He hadn’t left Winry on the best of terms. Granny and Rose hadn’t seen him in six years, but Winry had seen how he’d changed - had predicted it, even - and had been one of the only people he’d encountered with visible hope for his return. That she had been carrying his arm and leg at the time when he crash-landed into the city spoke of blatant devotion that Ed hadn’t been able to see immediately, blinded as he was by his little brother and the rather pressing tasks at hand.

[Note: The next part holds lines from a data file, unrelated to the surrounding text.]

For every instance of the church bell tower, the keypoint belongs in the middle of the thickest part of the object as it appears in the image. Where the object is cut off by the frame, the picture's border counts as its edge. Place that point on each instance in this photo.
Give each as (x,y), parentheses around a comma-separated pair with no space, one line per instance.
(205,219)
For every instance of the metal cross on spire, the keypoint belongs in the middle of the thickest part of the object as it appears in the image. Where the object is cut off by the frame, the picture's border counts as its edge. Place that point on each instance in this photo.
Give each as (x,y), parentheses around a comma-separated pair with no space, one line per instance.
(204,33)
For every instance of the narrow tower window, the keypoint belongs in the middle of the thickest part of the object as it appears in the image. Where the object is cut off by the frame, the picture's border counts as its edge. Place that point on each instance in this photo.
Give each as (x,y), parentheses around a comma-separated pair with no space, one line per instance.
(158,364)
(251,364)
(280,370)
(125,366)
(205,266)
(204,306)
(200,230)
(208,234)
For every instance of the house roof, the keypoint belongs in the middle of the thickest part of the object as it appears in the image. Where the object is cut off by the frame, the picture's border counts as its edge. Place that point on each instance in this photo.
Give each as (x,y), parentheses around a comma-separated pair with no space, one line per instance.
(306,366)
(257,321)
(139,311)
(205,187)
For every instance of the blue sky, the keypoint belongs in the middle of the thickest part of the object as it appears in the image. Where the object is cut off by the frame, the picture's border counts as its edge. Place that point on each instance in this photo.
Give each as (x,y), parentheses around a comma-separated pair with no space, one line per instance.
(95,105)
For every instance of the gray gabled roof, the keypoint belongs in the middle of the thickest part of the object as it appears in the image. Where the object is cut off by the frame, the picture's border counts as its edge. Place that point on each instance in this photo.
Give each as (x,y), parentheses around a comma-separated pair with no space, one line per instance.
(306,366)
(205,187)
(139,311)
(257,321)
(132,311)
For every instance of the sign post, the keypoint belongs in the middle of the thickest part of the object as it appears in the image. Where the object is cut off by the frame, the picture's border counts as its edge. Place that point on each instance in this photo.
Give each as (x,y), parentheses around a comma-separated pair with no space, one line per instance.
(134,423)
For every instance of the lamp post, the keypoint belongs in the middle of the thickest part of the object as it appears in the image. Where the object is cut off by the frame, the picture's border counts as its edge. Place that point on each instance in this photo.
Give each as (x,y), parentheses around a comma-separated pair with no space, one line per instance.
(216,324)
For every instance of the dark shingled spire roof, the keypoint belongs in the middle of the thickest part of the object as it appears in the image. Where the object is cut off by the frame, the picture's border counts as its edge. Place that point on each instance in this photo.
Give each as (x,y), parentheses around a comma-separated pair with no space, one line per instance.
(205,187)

But - but the more time he spent considering what exactly she had done for him the more he realized that his horribly distracted excuse for gratitude was entirely inadequate.
He had wanted to thank her for three years.
“Winry’s in Rush Valley.” Granny cut in above his concentration, abruptly patching the twin holes he was boring through the front door. Ed blinked.
“We should call her,” he said quickly, voice cracking halfway through. Al looked smug across the room, and when Ed caught him he stuck his tongue out. Honestly.
“Not just yet, Ed. I feel the need to catch you up on some things.”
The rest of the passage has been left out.